The MacMini was completely new installed with no certificate or profiles in the keychain.
But the build always fails with the following error:
** ARCHIVE FAILED **
The following build commands failed:
CodeSign /Users/runner/actions-runner/_work/{someFolder}/{someFolder}/iosApp/Build/DerivedData/Build/Intermediates.noindex/ArchiveIntermediates/iosApp/InstallationBuildProductsLocation/Applications/iosApp.app (in target 'iosApp' from project 'iosApp')
(1 failure)
[12:31:13]: Exit status: 65
+---------------+------------------------------+
| Build environment |
+---------------+------------------------------+
| xcode_path | /Applications/Xcode_14.2.app |
| gym_version | 2.212.1 |
| export_method | enterprise |
| sdk | iPhoneOS16.2.sdk |
+---------------+------------------------------+
[12:31:13]: ▸ Warning: unable to build chain to self-signed root for signer "iPhone Distribution: {MyName}"
[12:31:13]: ▸ /Users/runner/actions-runner/_work/{someFolder}/{someFolder}/iosApp/Build/DerivedData/Build/Intermediates.noindex/ArchiveIntermediates/iosApp/InstallationBuildProductsLocation/Applications/iosApp.app: errSecInternalComponent
[12:31:13]: ▸ Command CodeSign failed with a nonzero exit code
I don’t get why it’s running perfectly on GitHub runner environment, but NOT in my self-hosted runner environment.
2
Answers
Solution (which worked for me)
The issue was, that the MacMini machine was missing the
Apple Worldwide Developer Relations Certification Authority
certificate in the keychain.Actually this will automatically be installed by Xcode, but for some reason this was not the case on my machine.
Important is, that the certificate will be imported to the system keychain.
The certificate can be downloaded here:
https://www.apple.com/certificateauthority/
To find the correct certificate matching your iOS Distribution certificate you have to check the information of your iOS Distribution certificate:
For me it was the Authority G3. Download and import the correct one from the Apple PKI (link above) to your system keychain:
Now all my failed runs with
CodeSign
was gone.I’ll provide a few more details regarding why this issue happens.
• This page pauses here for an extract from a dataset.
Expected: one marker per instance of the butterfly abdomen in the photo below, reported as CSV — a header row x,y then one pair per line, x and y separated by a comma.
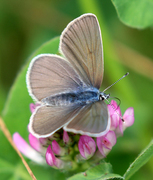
x,y
68,99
When running the runner as a service, login keychain is not accessible to the CodeSign tool (and I think in general as well).
Since "Apple Worldwide Developer Relations Certification Authority" was installed by default in the login keychain, CodeSign tool failed.
I think this is the reason downloading and installing this certificate manually into the system keychain solves this issue.